Were this a pure function of the market, there would be no issue, because the disparate interests would likely achieve some balance between producer and consumer. The goal is to not make innovation occur outside the market; rather, it is to encourage the operation of creativity within a framework of centralization rather than decentralization. In his new book he's writing, Kevin Carson addresses the dynamics of innovation with regard to centralization:
It's important to remember that there is no such thing as generic "superiority" of one technology over another. One technology can only be said to be superior to another with reference to some purpose. The transition to the paleotechnics [centralized production technologies], instead of further development of eotechnics [decentralized production technologies], reflected a given set of interests. The paleotechnic was more "efficient" at serving the interests of the absolute state and its privileged clients, the great landowners and mercantilists.

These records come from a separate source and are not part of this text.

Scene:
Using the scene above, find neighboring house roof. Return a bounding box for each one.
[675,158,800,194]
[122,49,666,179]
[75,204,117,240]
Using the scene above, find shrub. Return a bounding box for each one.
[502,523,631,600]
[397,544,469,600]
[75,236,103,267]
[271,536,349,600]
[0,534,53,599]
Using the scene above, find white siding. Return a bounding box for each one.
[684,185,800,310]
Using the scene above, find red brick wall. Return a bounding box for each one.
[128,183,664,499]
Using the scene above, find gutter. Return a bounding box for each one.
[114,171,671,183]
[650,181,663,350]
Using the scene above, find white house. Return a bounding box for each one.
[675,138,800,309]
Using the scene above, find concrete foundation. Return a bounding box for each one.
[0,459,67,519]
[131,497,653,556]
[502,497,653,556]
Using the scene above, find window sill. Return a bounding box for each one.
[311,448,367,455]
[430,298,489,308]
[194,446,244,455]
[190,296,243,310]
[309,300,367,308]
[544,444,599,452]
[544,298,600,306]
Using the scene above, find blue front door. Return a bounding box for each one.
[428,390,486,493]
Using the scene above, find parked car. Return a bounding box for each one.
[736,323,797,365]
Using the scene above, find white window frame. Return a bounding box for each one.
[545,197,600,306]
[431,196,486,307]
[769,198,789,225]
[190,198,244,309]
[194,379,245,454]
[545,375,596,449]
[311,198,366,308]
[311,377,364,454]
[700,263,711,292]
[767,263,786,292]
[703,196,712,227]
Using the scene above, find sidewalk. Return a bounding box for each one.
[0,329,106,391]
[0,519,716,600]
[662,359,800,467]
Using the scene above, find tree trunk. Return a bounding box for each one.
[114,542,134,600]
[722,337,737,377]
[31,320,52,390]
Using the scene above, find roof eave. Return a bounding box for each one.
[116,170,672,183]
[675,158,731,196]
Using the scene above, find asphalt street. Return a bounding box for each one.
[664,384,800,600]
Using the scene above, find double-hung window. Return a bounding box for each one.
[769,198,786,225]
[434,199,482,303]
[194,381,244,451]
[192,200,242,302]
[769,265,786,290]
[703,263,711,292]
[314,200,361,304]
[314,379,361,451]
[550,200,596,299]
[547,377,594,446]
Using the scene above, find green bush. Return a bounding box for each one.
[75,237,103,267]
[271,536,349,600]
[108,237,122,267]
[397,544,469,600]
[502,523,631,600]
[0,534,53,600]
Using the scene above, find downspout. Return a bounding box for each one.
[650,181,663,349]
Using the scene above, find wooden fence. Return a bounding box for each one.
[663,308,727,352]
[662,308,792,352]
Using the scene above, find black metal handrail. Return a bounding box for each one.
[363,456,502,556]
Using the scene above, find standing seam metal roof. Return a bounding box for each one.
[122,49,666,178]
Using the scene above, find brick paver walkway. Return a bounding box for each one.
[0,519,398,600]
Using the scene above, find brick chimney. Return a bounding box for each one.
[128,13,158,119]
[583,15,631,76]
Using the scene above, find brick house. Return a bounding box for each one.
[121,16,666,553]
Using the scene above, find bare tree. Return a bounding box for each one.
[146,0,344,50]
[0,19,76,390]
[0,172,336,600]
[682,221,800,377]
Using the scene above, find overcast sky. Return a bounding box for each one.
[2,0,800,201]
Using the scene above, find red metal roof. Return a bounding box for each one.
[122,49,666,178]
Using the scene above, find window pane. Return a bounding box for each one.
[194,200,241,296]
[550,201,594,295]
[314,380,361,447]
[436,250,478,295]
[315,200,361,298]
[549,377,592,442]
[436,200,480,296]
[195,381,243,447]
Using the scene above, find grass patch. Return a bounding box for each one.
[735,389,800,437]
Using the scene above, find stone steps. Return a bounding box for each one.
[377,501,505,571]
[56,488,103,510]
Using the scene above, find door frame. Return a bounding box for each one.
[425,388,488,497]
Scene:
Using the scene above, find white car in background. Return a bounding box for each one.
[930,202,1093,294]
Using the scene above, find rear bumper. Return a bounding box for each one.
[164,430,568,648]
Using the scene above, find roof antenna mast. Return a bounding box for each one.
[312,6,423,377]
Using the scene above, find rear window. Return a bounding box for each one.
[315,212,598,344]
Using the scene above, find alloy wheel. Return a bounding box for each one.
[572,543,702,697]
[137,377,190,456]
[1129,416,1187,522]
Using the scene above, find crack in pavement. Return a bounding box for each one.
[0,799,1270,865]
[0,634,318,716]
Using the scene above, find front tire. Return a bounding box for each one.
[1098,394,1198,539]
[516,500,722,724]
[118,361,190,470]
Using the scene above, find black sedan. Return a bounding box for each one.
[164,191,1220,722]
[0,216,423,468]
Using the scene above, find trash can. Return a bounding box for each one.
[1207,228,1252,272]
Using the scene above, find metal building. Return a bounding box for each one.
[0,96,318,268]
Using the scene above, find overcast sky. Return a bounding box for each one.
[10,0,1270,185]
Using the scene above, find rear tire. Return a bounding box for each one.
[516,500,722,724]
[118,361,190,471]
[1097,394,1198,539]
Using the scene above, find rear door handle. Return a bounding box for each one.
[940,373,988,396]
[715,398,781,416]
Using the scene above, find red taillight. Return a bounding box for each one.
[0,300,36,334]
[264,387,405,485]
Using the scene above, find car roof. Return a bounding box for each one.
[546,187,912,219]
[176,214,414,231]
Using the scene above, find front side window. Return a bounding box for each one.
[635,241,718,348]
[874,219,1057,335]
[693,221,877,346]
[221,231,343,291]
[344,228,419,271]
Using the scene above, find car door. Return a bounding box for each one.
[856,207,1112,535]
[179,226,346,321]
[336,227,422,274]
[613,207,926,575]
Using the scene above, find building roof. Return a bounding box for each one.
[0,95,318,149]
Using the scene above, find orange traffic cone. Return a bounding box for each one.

By introducing the alien framework of private material property into the extra-economic world of ideas, a particular kind of innovation and creativity that can be centrally administered and produced is promoted. Hint: it's not for the benefit of consumers that this framework is instituted (since it makes no difference to a consumer whether others share the property or not). After all, it may indeed be true that certain innovations or creative works would not come to market within a less interventionist marketplace, because ideas are conceived within the real world. Legal, traditional, and economic context matters. So when Lee argues that:
...it's not obvious that these "broken window" costs are particularly large compared to the size of the industries we're considering here. The movie, music, and book industries collectively generate tens of billions of dollars in revenue every year. If even a small part of that output is content that would otherwise not have been produced, it could easily outweigh the deadweight costs I outlined above.
He's begging the question, isn't he? Those industries exist within a legal framework that promotes that particular organization and philosophy! Without State intervention, so much would look different that it's impossible to say which is better and which is worse. A more useful conclusion is to articulate which interests are advanced by one framework or another. And there's a powerful argument to be made that within a less interventionist market in ideas these costs would be astronomical.
I realize Lee is not an anarchist and sees the State as a vehicle for realizing basic moral outcomes. He believes people who innovate should be paid for their ideas directly. That's a sort of a priori or consequentialist argument with which I've no problem in so far as it goes. You can argue for moral outcomes from State enforcement - all I'm questioning is whether morality is the only factor (or even the main factor) at play here.